Unsupervised Construction of Knowledge Graphs From Text and Code
This work addresses the challenge of organizing and comparing software in the open science ecosystem for scientists, but it is incremental as it builds on existing word-embedding and clustering techniques.
The authors tackled the problem of constructing knowledge graphs from scientific literature and source code using unsupervised learning to identify conceptual entities and link them to code elements, resulting in a pipeline that enhances corpus-wide understanding and assists scientists in building on existing models.

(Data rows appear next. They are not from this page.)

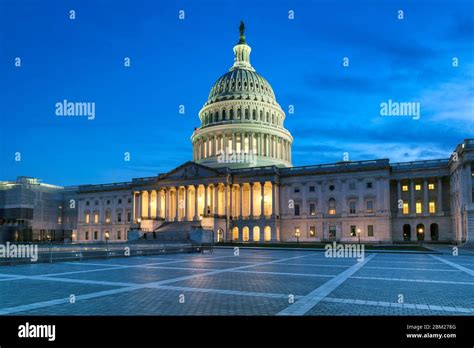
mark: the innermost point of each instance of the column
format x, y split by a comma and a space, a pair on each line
205, 201
149, 204
225, 200
196, 201
399, 196
412, 199
176, 199
273, 199
158, 202
251, 185
215, 206
186, 203
231, 203
167, 204
439, 207
425, 197
241, 203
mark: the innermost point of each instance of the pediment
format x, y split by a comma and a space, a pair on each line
190, 170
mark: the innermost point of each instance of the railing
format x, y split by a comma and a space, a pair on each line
78, 252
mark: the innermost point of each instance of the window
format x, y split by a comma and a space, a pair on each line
352, 205
406, 208
419, 208
432, 207
370, 206
353, 231
370, 230
332, 206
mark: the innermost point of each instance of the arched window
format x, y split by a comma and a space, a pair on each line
256, 234
332, 206
267, 233
245, 234
235, 234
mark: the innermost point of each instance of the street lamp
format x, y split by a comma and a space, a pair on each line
297, 235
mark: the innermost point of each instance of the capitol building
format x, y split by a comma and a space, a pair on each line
241, 185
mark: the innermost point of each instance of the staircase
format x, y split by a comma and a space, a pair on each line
172, 232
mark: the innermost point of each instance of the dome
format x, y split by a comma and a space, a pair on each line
241, 83
241, 121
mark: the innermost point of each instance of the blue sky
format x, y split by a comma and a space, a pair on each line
176, 62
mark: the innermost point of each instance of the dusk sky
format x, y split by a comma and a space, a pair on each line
173, 62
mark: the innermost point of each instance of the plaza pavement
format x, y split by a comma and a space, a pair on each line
257, 282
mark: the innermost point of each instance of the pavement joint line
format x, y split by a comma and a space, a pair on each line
452, 309
414, 280
43, 304
303, 305
455, 265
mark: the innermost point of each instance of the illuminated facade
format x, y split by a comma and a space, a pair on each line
242, 186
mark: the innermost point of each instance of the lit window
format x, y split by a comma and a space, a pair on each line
370, 230
332, 206
432, 207
419, 208
352, 205
406, 208
353, 231
370, 206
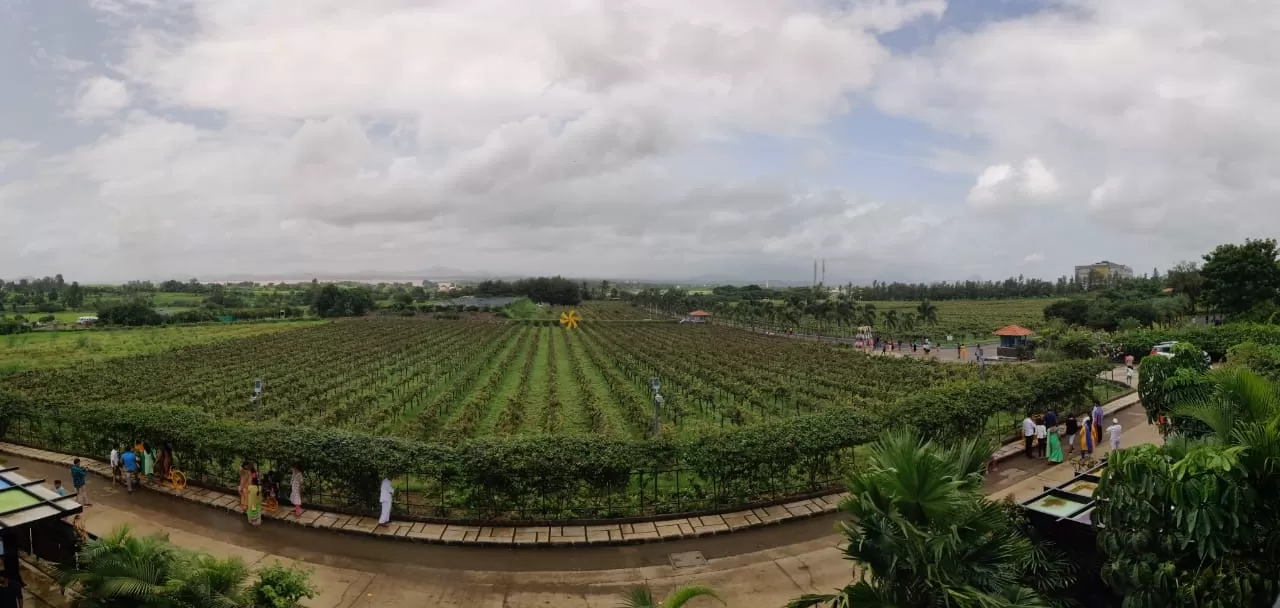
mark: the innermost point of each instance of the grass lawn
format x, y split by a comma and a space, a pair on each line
63, 348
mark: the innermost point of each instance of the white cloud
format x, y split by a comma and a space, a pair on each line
493, 135
1155, 115
14, 151
100, 97
643, 137
1029, 183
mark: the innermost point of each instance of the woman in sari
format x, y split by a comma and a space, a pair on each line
1055, 447
254, 498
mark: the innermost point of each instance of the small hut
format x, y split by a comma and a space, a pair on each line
1013, 341
699, 316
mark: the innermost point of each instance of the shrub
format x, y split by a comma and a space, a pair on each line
282, 586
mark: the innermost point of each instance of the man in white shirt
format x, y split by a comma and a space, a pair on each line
1114, 434
384, 497
1028, 435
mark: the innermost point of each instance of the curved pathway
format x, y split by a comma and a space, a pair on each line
763, 566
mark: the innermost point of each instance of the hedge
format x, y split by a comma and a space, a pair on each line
539, 478
1215, 339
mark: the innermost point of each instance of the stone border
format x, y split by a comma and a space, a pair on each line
615, 534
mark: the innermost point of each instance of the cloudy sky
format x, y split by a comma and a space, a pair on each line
659, 138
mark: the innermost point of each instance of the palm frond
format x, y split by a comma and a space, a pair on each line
679, 597
638, 597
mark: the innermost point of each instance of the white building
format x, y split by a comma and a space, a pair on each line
1104, 270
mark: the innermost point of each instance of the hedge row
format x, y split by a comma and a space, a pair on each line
1215, 339
553, 478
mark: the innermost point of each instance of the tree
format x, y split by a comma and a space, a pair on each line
1240, 277
336, 301
1185, 279
1194, 522
133, 312
74, 296
126, 571
641, 597
123, 571
924, 535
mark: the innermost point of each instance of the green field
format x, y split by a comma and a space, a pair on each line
452, 380
37, 350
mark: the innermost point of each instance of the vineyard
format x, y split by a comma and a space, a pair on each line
456, 380
521, 420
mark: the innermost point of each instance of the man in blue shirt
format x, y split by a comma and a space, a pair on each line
78, 483
131, 467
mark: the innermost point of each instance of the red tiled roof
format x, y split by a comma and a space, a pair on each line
1015, 330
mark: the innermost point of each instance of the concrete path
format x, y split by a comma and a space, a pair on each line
356, 572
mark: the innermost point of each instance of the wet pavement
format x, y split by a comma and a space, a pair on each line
366, 553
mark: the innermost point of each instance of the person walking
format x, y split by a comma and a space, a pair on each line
296, 489
384, 497
149, 465
1087, 438
1114, 434
1097, 423
129, 462
246, 476
78, 475
115, 464
1072, 428
1055, 447
254, 502
1028, 435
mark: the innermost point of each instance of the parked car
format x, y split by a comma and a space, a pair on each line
1166, 350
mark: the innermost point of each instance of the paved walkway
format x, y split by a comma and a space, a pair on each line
355, 572
615, 534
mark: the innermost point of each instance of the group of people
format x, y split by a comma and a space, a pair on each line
142, 464
1043, 437
254, 489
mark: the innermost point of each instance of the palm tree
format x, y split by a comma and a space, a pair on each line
205, 580
120, 571
928, 312
124, 571
1238, 406
924, 535
641, 597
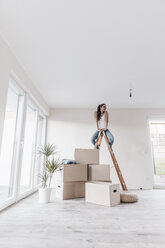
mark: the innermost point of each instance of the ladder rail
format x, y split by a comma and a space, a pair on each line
98, 143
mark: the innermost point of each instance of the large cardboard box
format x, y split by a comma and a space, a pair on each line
102, 193
70, 190
87, 156
71, 173
99, 172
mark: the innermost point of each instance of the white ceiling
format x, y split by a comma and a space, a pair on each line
82, 53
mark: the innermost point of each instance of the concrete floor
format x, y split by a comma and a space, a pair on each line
74, 224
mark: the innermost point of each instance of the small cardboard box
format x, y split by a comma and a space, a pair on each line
87, 156
99, 172
70, 190
102, 193
71, 173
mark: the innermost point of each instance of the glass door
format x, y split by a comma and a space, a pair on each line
40, 142
157, 133
28, 149
9, 143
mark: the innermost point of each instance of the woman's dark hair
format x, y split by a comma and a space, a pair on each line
99, 111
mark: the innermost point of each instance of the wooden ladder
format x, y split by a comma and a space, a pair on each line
97, 145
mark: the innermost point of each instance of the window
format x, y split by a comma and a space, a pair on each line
40, 142
28, 149
157, 133
24, 131
9, 144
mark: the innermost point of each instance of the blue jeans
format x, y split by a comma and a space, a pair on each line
108, 134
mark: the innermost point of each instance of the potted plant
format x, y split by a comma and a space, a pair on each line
50, 165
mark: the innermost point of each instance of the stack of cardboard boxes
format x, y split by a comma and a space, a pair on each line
87, 179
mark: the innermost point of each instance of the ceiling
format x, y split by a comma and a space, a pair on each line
82, 53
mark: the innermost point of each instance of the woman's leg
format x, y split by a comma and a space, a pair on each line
110, 137
94, 137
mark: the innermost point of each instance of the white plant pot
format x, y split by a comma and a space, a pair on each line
44, 195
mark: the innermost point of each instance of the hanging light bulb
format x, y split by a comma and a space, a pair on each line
130, 93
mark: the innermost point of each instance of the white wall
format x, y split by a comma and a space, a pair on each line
8, 64
70, 128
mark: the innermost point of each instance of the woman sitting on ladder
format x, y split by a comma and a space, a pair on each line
101, 117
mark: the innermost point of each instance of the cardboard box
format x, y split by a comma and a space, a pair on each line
70, 190
99, 172
87, 156
102, 193
71, 173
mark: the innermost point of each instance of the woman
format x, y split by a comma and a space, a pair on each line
101, 117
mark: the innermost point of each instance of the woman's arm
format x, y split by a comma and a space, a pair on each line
106, 119
95, 116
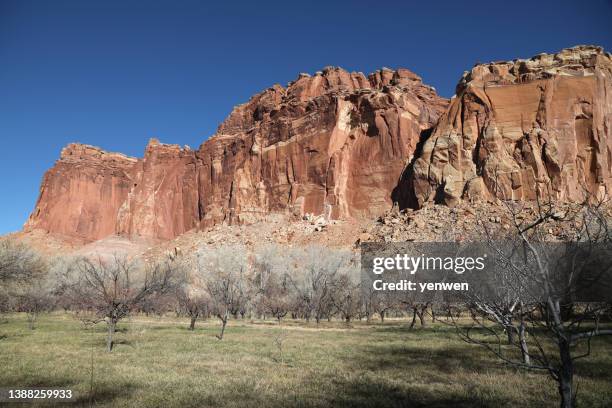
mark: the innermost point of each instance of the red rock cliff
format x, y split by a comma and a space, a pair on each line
333, 143
521, 128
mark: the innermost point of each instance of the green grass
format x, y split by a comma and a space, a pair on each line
159, 363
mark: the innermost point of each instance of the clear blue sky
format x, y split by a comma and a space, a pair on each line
115, 73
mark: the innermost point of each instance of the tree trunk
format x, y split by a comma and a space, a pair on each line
421, 315
566, 374
223, 324
413, 317
523, 338
111, 331
509, 333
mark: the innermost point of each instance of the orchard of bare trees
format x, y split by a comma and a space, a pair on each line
531, 323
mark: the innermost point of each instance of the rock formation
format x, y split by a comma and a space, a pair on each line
519, 129
334, 143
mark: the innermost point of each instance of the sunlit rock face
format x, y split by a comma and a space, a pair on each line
519, 129
334, 143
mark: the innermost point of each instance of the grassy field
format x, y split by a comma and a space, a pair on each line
159, 363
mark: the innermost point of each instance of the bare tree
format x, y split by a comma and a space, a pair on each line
18, 263
36, 297
224, 275
315, 277
536, 300
193, 303
112, 288
273, 289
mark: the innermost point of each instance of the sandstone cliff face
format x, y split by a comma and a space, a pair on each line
334, 143
82, 194
522, 128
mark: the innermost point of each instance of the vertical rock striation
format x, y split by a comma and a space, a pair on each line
333, 143
519, 129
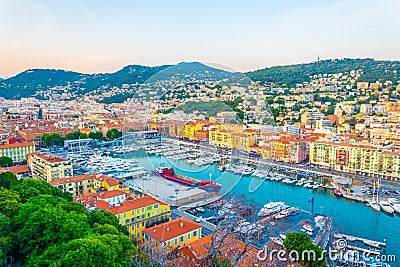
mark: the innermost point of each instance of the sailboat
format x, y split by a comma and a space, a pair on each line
374, 203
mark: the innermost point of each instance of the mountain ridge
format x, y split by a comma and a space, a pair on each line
33, 82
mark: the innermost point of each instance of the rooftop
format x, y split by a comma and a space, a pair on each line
172, 229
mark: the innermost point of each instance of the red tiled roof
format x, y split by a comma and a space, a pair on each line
17, 145
135, 203
18, 169
73, 179
172, 229
48, 157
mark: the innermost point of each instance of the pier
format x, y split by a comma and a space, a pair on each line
374, 252
355, 238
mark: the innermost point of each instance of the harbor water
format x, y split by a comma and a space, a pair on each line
349, 217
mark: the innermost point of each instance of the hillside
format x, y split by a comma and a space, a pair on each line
373, 70
33, 82
120, 85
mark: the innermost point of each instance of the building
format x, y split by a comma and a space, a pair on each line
196, 253
140, 214
142, 137
34, 134
79, 144
49, 167
17, 151
78, 185
356, 158
175, 233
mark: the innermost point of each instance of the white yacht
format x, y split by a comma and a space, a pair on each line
386, 206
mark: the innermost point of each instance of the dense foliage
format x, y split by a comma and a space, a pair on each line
373, 70
301, 243
29, 82
41, 226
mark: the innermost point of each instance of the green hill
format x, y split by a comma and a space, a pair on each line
373, 70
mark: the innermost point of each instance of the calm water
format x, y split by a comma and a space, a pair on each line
349, 217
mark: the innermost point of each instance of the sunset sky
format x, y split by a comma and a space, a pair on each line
103, 36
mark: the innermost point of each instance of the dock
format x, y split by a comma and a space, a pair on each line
349, 237
374, 252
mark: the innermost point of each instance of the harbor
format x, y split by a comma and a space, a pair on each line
346, 213
264, 184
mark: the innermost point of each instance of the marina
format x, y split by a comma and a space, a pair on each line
264, 184
346, 213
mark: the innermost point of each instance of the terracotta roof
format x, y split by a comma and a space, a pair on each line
17, 145
18, 169
72, 179
135, 203
230, 248
172, 229
48, 157
109, 194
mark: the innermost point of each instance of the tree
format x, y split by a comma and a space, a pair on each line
308, 253
230, 229
93, 250
43, 222
7, 179
10, 203
6, 162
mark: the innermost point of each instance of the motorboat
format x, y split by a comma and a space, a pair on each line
386, 207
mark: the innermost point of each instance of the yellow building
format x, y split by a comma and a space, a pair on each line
78, 185
174, 234
355, 158
17, 151
140, 214
48, 167
220, 138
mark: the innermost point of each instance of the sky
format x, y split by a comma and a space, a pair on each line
97, 36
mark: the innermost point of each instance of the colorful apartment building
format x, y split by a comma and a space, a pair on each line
175, 233
356, 158
34, 134
78, 185
287, 149
17, 151
49, 167
140, 214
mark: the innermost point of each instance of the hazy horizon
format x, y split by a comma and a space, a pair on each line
102, 37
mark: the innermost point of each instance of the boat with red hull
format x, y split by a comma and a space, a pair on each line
169, 174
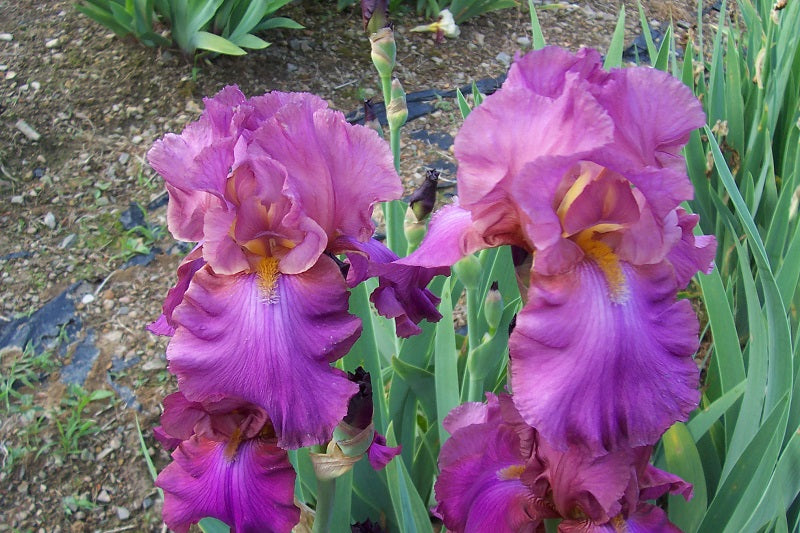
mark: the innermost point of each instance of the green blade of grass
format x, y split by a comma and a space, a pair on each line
536, 29
614, 54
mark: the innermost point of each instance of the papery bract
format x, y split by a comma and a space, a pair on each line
582, 169
271, 187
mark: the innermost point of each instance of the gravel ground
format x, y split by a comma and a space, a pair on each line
78, 110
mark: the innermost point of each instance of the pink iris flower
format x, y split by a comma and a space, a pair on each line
581, 169
227, 465
272, 188
498, 474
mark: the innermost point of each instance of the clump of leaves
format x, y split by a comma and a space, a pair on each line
211, 26
77, 425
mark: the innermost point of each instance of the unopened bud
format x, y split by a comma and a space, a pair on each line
468, 269
397, 111
423, 199
375, 15
493, 307
384, 51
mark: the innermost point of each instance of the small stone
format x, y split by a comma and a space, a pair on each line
68, 241
50, 220
123, 513
154, 364
27, 130
503, 58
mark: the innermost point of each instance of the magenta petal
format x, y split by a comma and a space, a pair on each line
589, 371
544, 71
653, 115
582, 483
692, 253
379, 454
573, 125
190, 264
272, 350
479, 488
401, 292
450, 237
253, 492
336, 171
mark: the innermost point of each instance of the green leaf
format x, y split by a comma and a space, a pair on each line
702, 421
214, 43
463, 106
683, 460
783, 487
648, 37
614, 54
730, 492
409, 509
536, 29
662, 60
445, 356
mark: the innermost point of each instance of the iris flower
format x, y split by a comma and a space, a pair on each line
273, 188
581, 169
499, 474
227, 465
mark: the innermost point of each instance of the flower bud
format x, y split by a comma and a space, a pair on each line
384, 51
493, 307
375, 14
396, 111
468, 269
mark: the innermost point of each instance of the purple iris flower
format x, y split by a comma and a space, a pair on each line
499, 474
272, 187
581, 168
227, 465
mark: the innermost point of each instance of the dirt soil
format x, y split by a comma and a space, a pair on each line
97, 103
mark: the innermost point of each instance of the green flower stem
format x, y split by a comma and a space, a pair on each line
475, 389
326, 492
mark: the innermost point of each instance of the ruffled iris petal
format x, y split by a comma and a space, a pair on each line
336, 171
270, 348
573, 125
479, 488
191, 263
591, 371
401, 292
252, 492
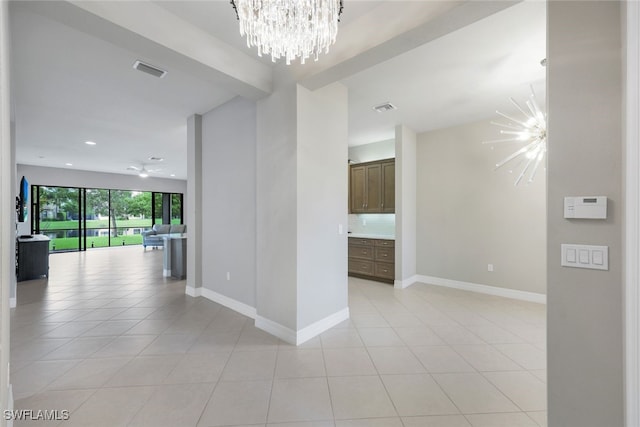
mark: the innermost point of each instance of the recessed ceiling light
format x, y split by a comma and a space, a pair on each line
387, 106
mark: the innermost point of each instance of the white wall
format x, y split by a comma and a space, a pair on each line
193, 211
276, 205
470, 216
373, 151
406, 206
585, 307
229, 200
7, 207
322, 174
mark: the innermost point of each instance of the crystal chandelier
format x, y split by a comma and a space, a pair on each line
530, 132
289, 28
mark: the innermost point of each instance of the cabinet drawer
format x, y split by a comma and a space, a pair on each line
384, 269
359, 241
384, 243
361, 252
360, 266
384, 254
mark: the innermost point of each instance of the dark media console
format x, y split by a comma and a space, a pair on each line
32, 257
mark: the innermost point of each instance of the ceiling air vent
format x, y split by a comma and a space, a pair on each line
149, 69
387, 106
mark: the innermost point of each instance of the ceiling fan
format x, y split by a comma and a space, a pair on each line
143, 172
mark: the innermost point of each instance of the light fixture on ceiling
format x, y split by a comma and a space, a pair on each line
143, 172
289, 28
383, 108
531, 132
149, 69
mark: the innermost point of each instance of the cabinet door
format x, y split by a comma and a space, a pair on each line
357, 189
388, 187
373, 202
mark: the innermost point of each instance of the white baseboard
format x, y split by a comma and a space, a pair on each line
305, 334
193, 292
10, 404
401, 284
234, 305
276, 329
316, 328
483, 289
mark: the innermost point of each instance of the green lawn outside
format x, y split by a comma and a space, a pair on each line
71, 243
95, 223
100, 223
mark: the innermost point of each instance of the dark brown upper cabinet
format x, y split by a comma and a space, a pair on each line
372, 187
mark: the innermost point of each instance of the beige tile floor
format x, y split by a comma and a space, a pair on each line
110, 340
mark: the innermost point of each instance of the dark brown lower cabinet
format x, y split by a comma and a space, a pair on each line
372, 259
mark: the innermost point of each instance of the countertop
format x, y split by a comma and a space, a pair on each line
372, 236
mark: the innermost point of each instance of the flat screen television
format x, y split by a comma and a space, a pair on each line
23, 199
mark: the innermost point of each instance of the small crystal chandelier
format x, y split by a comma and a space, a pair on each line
531, 132
289, 28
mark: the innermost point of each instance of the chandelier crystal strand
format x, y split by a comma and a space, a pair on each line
532, 131
289, 29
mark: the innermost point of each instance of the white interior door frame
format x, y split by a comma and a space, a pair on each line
632, 220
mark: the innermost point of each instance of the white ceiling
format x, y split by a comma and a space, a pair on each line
70, 86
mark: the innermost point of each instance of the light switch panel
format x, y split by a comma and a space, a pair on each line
585, 256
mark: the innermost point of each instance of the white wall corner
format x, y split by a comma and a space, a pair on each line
10, 404
632, 218
483, 289
193, 292
234, 305
405, 283
316, 328
276, 329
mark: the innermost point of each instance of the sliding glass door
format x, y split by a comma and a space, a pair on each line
59, 216
81, 218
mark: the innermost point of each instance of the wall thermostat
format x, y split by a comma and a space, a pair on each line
587, 207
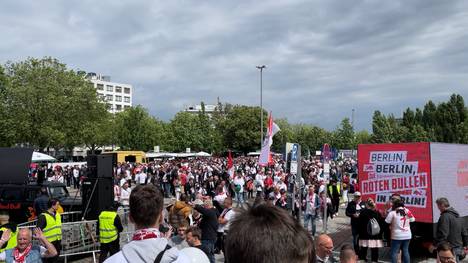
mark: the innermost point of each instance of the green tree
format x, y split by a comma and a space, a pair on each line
7, 128
362, 137
381, 129
186, 132
241, 128
51, 103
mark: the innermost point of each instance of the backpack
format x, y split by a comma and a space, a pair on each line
373, 227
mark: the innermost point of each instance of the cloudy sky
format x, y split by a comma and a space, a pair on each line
324, 58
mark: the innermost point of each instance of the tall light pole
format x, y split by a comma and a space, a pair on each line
261, 68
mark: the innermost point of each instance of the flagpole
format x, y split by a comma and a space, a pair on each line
261, 103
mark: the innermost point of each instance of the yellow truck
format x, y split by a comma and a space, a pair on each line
128, 156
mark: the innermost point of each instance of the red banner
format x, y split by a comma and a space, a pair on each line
386, 169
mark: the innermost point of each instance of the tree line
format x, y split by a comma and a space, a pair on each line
44, 105
445, 122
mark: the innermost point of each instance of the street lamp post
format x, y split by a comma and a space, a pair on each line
261, 68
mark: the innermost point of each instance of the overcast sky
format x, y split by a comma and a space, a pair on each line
324, 58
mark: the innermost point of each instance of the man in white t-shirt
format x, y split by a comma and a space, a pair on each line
239, 183
140, 177
224, 221
76, 177
25, 251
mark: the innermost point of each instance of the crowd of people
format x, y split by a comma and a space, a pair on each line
205, 212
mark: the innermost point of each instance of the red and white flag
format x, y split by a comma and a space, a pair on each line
230, 165
265, 154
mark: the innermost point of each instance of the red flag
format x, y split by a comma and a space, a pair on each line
229, 160
230, 165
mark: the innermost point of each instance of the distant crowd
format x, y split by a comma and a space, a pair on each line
250, 213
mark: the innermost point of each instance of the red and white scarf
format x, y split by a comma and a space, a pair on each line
146, 233
20, 257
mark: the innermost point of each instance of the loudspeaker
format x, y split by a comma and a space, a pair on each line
91, 164
100, 166
102, 197
105, 166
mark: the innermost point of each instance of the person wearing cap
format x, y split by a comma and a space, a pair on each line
5, 225
125, 192
282, 202
352, 210
109, 228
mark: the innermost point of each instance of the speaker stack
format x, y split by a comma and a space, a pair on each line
98, 187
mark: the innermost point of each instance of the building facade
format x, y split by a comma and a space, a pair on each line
209, 108
118, 96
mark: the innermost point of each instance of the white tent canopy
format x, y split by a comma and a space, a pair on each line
41, 157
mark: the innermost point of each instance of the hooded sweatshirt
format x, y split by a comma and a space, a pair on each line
449, 228
144, 251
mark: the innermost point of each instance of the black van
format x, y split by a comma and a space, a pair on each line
19, 199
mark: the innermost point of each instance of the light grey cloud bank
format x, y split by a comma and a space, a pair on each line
324, 58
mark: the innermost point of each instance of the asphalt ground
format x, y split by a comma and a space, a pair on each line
338, 229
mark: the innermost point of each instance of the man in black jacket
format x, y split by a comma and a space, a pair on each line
450, 228
352, 211
209, 226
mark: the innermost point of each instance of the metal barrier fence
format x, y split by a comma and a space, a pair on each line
80, 237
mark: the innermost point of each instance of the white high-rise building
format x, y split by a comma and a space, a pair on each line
117, 95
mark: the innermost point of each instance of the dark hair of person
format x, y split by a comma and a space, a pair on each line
444, 246
347, 252
442, 201
146, 204
183, 198
265, 233
397, 203
195, 230
51, 202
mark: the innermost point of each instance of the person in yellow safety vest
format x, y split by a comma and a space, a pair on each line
109, 228
334, 192
6, 225
50, 223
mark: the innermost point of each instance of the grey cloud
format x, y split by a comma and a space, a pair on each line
324, 58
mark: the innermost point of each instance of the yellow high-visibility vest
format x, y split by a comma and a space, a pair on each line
330, 188
11, 242
107, 230
53, 229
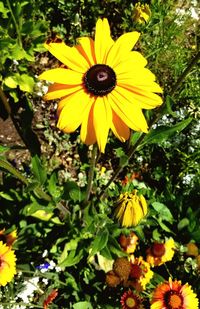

The scientific literature is a rich source of information for data mining with conceptual knowledge graphs; the open science movement has enriched this literature with complementary source code that implements scientific models. To exploit this new resource, we construct a knowledge graph using unsupervised learning methods to identify conceptual entities. We associate source code entities to these natural language concepts using word embedding and clustering techniques. Practical naming conventions for methods and functions tend to reflect the concept(s) they implement. We take advantage of this specificity by presenting a novel process for joint clustering text concepts that combines word-embeddings, nonlinear dimensionality reduction, and clustering techniques to assist in understanding, organizing, and comparing software in the open science ecosystem. With our pipeline, we aim to assist scientists in building on existing models in their discipline when making novel models for new phenomena. By combining source code and conceptual information, our knowledge graph enhances corpus-wide understanding of scientific literature.